Plans for trials were mooted after the 2023 Marburg virus outbreak in Equatorial Guinea which caused 12 deaths among 17 confirmed cases (and another 23 fatal probable cases), but none of the experimental treatments were tested during that outbreak.
Several Marburg virus vaccines are currently in development. The most advanced candidate from the Sabin Vaccine Institute in Washington DC. This uses a modified chimpanzee adenovirus to deliver genetic instructions for human cells to produce a Marburg virus protein, prompting an immune response.
This is the same technology as the AstraZeneca ChAdOx1 COVID vaccine, where an existing virus is genetically reprogrammed to deliver a gene that codes for a Marburg protein that human cells then manufacture to teach the immune system to recognise it.
This is quite literally reprogramming one virus to deliver antivirus software against another virus directly to human cells, that deletes itself like a Snapchat message once the code has been executed.

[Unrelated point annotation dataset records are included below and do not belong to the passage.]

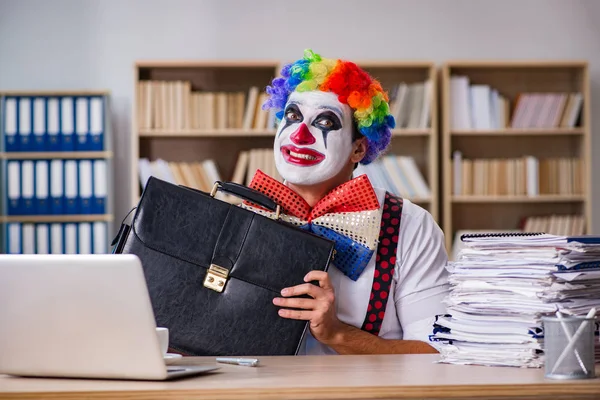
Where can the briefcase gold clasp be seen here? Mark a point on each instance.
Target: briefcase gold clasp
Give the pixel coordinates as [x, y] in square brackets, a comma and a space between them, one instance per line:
[216, 278]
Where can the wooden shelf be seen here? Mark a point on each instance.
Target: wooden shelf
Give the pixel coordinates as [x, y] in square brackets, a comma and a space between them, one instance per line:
[151, 141]
[54, 93]
[512, 78]
[520, 132]
[210, 133]
[57, 218]
[206, 64]
[43, 155]
[548, 198]
[411, 132]
[420, 200]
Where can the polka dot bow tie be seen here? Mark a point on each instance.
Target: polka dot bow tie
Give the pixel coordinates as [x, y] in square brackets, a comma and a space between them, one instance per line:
[349, 215]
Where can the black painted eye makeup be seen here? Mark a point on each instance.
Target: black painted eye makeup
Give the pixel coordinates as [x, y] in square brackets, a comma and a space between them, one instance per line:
[292, 114]
[327, 121]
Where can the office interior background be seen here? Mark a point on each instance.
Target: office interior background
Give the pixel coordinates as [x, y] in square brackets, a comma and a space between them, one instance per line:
[514, 47]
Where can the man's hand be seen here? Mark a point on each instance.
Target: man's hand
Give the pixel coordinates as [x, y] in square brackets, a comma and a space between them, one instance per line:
[320, 310]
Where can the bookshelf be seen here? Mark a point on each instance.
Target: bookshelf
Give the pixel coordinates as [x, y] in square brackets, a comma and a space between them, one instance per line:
[56, 172]
[418, 142]
[224, 144]
[527, 146]
[187, 142]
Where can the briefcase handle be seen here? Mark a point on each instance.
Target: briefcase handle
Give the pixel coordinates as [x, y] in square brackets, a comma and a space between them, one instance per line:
[243, 192]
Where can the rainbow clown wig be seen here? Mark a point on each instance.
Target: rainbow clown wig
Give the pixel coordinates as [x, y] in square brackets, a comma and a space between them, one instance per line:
[352, 85]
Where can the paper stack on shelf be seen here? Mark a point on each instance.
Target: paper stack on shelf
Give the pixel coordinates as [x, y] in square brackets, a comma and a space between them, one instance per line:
[501, 286]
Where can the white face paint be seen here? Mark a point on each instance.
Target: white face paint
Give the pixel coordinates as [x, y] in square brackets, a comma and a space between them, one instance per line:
[314, 139]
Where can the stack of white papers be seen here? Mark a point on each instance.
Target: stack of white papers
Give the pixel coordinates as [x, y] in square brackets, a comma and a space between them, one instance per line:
[502, 285]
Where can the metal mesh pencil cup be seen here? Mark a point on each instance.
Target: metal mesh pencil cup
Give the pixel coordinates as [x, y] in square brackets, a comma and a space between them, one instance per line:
[569, 347]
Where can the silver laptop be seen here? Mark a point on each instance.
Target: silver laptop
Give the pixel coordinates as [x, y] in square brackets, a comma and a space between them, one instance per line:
[80, 316]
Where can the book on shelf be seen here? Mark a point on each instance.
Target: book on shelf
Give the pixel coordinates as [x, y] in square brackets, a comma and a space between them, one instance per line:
[524, 176]
[175, 106]
[399, 175]
[57, 238]
[410, 104]
[482, 107]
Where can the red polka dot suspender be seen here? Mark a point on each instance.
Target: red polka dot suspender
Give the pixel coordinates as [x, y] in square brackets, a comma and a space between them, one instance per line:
[384, 263]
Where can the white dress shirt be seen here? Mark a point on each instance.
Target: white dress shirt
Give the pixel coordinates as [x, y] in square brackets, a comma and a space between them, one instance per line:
[419, 285]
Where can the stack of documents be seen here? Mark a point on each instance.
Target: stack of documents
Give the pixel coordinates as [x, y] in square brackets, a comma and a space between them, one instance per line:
[501, 286]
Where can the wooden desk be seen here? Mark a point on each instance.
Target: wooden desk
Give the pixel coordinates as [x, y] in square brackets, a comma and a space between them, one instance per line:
[325, 377]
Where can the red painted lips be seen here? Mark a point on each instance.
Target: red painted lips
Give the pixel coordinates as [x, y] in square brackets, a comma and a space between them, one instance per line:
[301, 156]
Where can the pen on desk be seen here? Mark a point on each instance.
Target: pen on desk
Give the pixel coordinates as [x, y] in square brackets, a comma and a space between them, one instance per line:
[245, 362]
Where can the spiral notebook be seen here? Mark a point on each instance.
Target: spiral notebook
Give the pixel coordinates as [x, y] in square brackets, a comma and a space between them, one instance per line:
[501, 285]
[529, 239]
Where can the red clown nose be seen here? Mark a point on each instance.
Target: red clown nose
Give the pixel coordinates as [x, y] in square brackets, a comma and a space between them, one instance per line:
[302, 136]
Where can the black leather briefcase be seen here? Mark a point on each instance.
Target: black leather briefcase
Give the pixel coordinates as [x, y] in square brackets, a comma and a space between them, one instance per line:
[213, 269]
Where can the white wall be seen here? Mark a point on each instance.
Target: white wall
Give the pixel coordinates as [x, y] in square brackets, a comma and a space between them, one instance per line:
[73, 44]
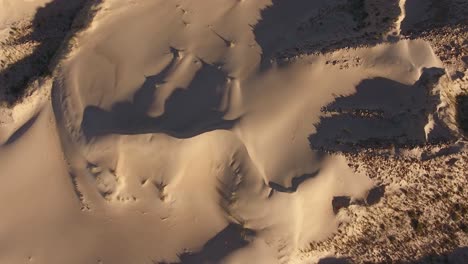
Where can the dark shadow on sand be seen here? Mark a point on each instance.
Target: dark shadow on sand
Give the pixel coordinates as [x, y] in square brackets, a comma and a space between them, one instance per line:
[462, 112]
[230, 239]
[286, 27]
[427, 15]
[50, 26]
[188, 112]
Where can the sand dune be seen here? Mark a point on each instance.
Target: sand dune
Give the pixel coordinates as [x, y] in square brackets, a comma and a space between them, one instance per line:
[186, 132]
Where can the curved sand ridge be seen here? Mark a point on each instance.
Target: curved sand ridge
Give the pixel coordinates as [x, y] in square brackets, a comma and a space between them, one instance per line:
[175, 128]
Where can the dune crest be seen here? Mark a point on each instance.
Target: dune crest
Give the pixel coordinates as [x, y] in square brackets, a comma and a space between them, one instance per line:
[172, 128]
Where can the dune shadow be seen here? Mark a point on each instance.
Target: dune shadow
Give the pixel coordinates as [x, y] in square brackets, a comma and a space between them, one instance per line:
[457, 256]
[426, 15]
[332, 260]
[187, 112]
[50, 26]
[462, 112]
[22, 130]
[380, 114]
[230, 239]
[295, 183]
[303, 26]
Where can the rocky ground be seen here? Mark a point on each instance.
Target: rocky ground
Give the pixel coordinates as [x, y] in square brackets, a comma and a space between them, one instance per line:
[418, 213]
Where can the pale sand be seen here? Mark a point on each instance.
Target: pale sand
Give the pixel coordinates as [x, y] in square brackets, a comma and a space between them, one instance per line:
[167, 124]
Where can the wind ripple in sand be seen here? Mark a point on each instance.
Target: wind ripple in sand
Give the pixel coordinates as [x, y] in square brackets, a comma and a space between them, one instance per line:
[172, 135]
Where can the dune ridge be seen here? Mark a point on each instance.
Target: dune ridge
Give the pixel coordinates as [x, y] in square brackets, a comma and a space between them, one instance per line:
[172, 126]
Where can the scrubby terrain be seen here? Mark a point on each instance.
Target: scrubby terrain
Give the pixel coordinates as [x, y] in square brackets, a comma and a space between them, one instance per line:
[234, 131]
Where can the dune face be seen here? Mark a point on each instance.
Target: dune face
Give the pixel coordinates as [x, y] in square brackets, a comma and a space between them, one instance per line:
[186, 132]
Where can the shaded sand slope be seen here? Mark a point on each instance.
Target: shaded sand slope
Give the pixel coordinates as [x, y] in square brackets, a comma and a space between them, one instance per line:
[164, 133]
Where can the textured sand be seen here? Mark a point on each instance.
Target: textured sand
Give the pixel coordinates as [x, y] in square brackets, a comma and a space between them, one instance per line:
[199, 132]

In an initial trial involving 40 healthy participants in the USA the vaccine was found to be safe, and successfully generated an immune response in most individuals. A larger trial is now underway in Uganda and Kenya to further assess its efficacy.
Another vaccine using similar technology is undergoing initial safety trials in Oxford, and there is another in New York based on an already-approved Ebola vaccine. As yet there are no doses for testing but it is due to go into production imminently.
Given the seriousness of Marburg it is likely that any trial will involve ‘ring vaccination’ – immunising close contacts of an infected individual – rather than a traditional double-blind trial. A ring vaccination strategy was used in the final stages of smallpox eradication.